Women breastfeed outside Claridge's hotel in London
Demonstrators feed their babies during a protest in support of breastfeeding in public outside Claridge's hotel in London in December 2014.Reuters

The UK government is urging women to breastfeed in public through a new campaign started by Public Health England. The Start4Life campaign is offering women NHS-approved advice and support on breastfeeding, as well as providing information to the public on how to support breastfeeding mothers.

While it is illegal to ask a breastfeeding woman to leave a public space, six out of 10 mothers who breastfeed still take steps to hide it in public. More than a third of mothers are reluctant to breastfeed in public, according to a recent poll conducted by Public Health England, with results also indicating that more than 20% of the British public do not want to see public breastfeeding.

"When I first tried breastfeeding in public, I was really self-conscious," said Natalie MacGregor, a mother who is supporting the Start4Life campaign. "It took until the birth of my second son to realise that I had nothing to be embarrassed about, and I just wish that I had realised this earlier."

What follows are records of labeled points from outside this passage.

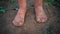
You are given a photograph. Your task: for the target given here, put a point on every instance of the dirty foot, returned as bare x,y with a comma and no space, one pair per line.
19,19
40,15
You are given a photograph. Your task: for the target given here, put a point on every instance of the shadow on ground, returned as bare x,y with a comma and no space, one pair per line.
30,26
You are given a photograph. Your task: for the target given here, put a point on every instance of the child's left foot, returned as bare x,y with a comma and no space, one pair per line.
40,15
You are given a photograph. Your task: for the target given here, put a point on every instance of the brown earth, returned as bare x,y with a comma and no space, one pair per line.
30,26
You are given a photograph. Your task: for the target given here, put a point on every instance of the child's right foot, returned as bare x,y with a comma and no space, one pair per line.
19,19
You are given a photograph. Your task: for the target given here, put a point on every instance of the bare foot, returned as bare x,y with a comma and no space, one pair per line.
19,19
40,15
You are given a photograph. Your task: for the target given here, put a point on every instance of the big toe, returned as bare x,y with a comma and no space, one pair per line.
44,19
18,23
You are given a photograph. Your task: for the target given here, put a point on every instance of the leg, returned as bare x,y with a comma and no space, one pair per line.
19,19
40,14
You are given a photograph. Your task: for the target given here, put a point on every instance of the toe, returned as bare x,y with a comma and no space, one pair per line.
43,19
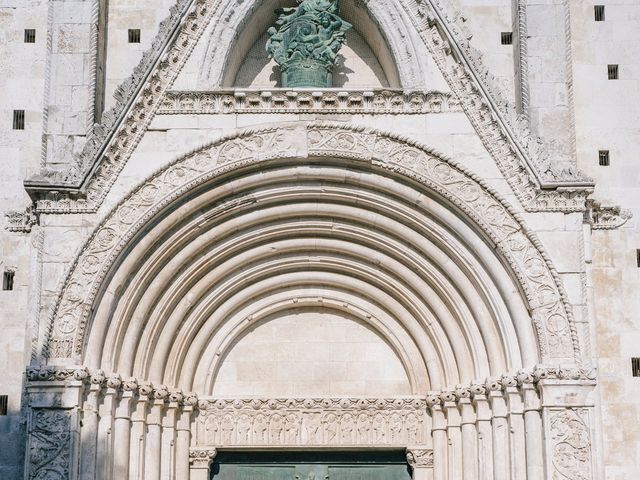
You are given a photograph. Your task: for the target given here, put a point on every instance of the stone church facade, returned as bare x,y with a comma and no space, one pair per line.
434,260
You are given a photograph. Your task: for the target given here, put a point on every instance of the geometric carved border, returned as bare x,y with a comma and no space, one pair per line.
551,314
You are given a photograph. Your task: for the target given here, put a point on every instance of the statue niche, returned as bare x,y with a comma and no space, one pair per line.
305,42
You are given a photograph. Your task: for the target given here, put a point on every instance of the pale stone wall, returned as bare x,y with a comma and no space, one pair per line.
21,88
307,354
606,118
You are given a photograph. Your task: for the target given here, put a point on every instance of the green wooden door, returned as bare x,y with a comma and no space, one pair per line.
310,466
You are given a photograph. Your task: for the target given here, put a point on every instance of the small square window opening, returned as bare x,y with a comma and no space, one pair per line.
134,35
18,119
603,158
30,35
506,38
7,280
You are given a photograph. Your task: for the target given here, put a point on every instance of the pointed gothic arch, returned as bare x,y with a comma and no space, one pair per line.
208,181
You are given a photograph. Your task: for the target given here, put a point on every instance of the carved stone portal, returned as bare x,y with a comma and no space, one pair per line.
307,422
305,43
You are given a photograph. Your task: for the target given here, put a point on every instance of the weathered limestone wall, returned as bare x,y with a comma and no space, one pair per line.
21,88
607,119
122,56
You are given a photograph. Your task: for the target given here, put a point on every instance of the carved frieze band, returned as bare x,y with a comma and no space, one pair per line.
312,422
602,217
551,315
320,102
221,406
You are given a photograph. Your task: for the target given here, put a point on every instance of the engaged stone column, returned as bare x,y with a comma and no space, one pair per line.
200,460
420,459
439,435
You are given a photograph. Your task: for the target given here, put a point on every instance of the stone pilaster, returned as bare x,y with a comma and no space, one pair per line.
53,428
568,422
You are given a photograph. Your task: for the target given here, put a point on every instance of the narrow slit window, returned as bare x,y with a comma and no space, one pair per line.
603,158
7,280
18,119
134,35
30,35
506,38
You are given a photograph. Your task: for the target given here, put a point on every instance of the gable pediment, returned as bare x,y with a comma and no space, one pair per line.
533,176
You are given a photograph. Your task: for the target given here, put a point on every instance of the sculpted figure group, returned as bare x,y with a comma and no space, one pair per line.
305,42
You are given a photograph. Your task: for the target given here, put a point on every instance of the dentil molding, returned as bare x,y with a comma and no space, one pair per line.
354,102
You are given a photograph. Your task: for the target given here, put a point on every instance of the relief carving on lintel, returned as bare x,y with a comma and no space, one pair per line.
312,422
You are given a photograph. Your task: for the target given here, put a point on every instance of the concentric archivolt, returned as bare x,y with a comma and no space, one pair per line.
381,225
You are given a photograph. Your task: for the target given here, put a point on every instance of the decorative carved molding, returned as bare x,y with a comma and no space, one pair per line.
419,457
552,315
202,457
223,406
49,444
603,217
384,101
520,155
516,151
312,422
570,445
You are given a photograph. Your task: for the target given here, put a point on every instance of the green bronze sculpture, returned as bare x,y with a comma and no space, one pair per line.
305,42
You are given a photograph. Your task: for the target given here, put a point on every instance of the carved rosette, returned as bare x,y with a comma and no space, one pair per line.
312,422
201,458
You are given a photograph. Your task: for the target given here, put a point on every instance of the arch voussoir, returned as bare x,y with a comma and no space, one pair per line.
481,207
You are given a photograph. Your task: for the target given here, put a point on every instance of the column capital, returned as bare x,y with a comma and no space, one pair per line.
420,457
201,458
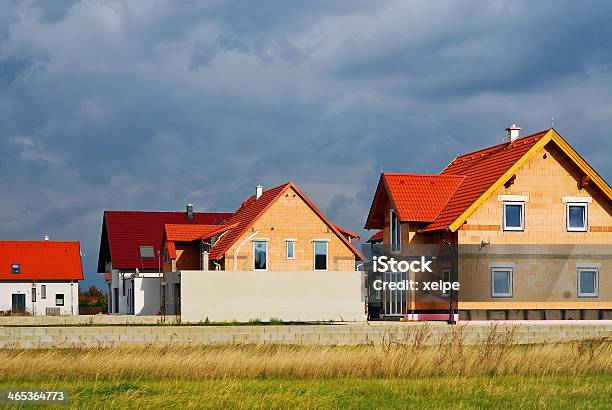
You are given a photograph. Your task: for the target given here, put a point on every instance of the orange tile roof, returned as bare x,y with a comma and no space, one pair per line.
253,208
377,237
419,197
481,170
189,233
441,199
40,261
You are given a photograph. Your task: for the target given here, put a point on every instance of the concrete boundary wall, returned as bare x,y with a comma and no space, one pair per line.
100,319
304,296
344,334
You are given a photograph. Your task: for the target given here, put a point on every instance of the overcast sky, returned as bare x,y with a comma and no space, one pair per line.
152,104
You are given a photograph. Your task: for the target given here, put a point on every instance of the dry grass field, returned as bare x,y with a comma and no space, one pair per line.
402,372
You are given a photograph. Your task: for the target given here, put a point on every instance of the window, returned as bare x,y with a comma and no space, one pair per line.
147,252
514,216
446,279
577,217
260,255
290,249
501,282
320,248
396,233
587,282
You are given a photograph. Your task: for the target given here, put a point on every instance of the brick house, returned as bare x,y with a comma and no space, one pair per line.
277,229
40,277
280,229
130,256
530,223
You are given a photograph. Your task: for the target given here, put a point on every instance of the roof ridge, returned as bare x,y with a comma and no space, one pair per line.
420,175
495,148
164,212
464,177
41,241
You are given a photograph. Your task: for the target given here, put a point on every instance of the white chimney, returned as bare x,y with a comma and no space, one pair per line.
513,132
190,211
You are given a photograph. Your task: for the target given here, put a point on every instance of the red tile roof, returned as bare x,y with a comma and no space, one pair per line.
40,261
253,208
420,198
377,237
189,232
439,200
124,231
481,169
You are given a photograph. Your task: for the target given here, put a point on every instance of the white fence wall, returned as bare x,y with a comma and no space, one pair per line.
289,296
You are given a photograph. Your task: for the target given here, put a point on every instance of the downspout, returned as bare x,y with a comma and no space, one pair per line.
72,298
240,247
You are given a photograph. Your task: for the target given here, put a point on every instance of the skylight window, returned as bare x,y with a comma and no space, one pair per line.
147,252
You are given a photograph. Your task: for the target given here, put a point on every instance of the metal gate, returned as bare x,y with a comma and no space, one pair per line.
395,301
18,302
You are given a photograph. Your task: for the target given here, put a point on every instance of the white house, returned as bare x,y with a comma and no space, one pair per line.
130,259
40,277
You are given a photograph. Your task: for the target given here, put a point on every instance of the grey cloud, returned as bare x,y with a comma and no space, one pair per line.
148,105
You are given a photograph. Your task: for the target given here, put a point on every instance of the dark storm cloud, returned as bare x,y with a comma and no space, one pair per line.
148,105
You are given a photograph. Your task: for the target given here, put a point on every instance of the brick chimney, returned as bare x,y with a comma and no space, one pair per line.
190,211
513,132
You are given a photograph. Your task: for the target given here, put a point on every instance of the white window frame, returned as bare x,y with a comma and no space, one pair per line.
584,205
314,254
590,269
292,242
510,285
255,242
513,228
392,216
445,272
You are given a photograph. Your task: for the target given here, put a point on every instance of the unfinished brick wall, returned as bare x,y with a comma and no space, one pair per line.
545,178
290,217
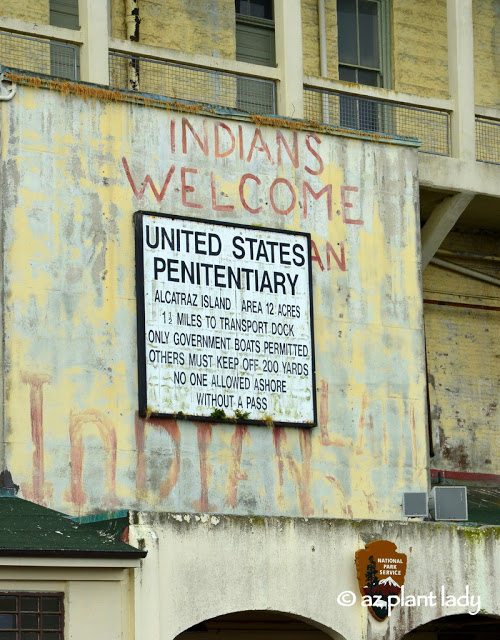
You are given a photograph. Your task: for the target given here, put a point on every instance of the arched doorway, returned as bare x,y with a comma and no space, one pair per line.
459,627
247,625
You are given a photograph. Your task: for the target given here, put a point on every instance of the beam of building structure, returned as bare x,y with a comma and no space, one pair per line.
441,222
466,271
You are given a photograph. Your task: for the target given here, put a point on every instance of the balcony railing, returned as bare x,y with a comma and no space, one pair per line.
195,84
487,140
431,127
39,55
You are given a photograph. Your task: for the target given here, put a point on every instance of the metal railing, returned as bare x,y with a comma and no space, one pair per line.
431,127
195,84
39,55
487,140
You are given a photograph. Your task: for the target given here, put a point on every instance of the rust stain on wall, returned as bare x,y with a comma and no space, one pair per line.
235,471
324,414
171,427
361,425
35,381
204,439
300,472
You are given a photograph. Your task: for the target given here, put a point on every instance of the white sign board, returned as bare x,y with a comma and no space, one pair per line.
225,323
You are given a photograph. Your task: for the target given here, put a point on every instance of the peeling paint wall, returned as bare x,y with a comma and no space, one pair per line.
74,173
33,11
310,38
197,26
486,17
420,47
463,350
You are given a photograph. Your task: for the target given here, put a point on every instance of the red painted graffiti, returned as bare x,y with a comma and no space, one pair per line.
204,439
236,474
78,420
172,429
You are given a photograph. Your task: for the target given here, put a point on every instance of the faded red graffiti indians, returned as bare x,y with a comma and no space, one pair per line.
78,420
204,439
172,429
235,471
299,472
186,186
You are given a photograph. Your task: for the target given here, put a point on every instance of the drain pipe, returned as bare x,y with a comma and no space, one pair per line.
132,22
466,271
323,56
6,94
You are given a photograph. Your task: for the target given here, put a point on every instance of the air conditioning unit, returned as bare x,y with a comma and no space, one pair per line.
448,503
415,505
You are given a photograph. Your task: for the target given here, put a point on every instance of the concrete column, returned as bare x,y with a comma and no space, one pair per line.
288,20
94,63
461,78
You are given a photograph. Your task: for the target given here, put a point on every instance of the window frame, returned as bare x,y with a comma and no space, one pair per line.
38,594
384,75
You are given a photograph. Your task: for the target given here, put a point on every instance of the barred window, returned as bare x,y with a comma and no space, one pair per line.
31,616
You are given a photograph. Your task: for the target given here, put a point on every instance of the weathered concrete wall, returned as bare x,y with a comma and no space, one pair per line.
486,17
420,54
463,350
33,11
74,173
206,566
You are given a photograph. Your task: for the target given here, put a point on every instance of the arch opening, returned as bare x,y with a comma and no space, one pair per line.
462,626
258,625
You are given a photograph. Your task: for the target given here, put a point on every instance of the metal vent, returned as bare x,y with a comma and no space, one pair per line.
415,505
448,503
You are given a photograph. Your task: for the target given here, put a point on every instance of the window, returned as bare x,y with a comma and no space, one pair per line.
364,58
255,44
364,42
31,616
64,57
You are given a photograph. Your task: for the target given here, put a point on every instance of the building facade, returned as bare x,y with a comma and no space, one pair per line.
250,269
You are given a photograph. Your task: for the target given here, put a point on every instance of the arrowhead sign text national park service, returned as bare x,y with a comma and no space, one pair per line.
381,573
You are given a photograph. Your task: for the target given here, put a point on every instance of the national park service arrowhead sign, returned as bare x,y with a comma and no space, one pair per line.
381,573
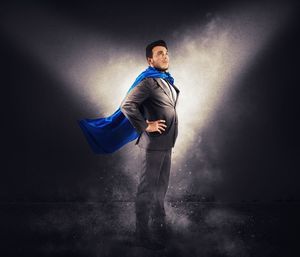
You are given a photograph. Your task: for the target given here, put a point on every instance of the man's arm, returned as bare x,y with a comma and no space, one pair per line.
131,103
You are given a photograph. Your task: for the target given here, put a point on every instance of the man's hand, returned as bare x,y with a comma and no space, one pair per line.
156,125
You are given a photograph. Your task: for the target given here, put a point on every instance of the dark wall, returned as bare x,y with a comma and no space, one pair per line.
45,156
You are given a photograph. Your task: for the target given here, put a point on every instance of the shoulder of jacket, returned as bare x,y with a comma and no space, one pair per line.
147,82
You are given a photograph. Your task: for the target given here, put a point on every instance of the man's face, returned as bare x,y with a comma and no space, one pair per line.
160,58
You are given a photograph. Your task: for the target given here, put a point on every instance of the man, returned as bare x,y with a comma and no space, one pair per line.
151,109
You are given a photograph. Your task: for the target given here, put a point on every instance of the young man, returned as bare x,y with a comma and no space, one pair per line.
151,109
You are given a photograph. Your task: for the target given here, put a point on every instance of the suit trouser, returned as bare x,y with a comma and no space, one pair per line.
154,179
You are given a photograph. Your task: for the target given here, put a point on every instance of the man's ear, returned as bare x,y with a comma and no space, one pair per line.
149,60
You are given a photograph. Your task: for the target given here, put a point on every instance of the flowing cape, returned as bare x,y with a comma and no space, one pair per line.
108,134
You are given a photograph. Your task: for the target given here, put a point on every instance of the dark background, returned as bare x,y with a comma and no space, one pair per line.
47,159
58,198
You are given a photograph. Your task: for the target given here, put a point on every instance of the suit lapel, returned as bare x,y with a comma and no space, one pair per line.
167,92
177,90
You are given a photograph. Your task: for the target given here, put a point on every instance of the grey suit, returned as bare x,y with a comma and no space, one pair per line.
152,100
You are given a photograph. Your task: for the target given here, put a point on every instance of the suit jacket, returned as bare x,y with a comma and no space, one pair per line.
152,100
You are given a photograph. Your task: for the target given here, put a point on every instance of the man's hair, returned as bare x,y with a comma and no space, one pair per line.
152,45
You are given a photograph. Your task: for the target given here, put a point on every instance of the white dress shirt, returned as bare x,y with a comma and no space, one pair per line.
172,89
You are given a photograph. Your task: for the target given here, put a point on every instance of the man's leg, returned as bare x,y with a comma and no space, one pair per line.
158,214
151,163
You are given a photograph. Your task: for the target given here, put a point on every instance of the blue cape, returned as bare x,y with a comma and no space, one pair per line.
108,134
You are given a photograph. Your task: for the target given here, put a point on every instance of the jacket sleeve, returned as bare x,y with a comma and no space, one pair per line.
131,103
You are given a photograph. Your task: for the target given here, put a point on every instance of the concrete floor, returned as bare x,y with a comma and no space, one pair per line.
105,229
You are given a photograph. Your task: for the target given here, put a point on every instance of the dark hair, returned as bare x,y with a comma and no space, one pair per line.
152,45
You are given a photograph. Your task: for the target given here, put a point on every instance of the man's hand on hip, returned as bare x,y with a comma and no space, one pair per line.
157,125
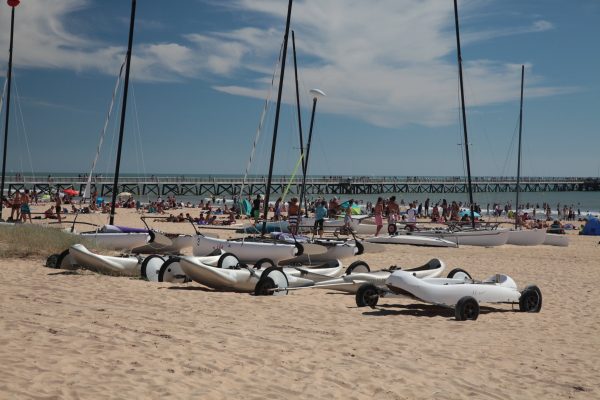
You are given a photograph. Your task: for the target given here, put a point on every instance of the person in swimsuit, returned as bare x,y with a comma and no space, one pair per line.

MacGregor's experience of public breastfeeding will be featured in a series of short films published by the campaign, all of which share real-life experiences of mothers nurturing their children in public. The campaign hopes that the videos will raise awareness about the issue and, in turn, begin to break down the negative stigma.

Research conducted by the Start4Life campaign revealed that while 48% of UK adults believed women should always feel comfortable breastfeeding in public, only 44% agreed that it is acceptable to breastfeed anywhere.

"One of the great benefits of breastfeeding is that it can be done any time and anywhere," said Dr Ann Hoskins, deputy director of health and wellbeing at Public Health England. "So as a society we need to help new mothers feel comfortable in feeding their babies wherever and whenever they need to, and we all have a role to play in that."

The debate on breastfeeding in public spaces peaked in December 2014 when a woman was asked to cover her baby's head with a napkin as she breastfed him at a Claridge's hotel in London. A group of mothers staged a protest outside the Mayfair hotel following the incident, with 40 mothers breastfeeding their babies outside the hotel in a sign of defiance.

The protest was organised by the Free to Feed campaign, started by Emily Louise Slough who was targeted after a photograph appeared online of her breastfeeding her baby in a public space. The campaign is calling for a change in law to make it a criminal offence for people to discriminate against breastfeeding mothers.

"Worries about stigma and embarrassment around breastfeeding can lead to some women feeling unable or unwilling to breastfeed in public," said Dr Gill Thomson, from the Maternal and Infant Nutrition and Nurture Unit at the University of Central Lancashire. "This can lead to isolation and some women stopping breastfeeding before they are intended to."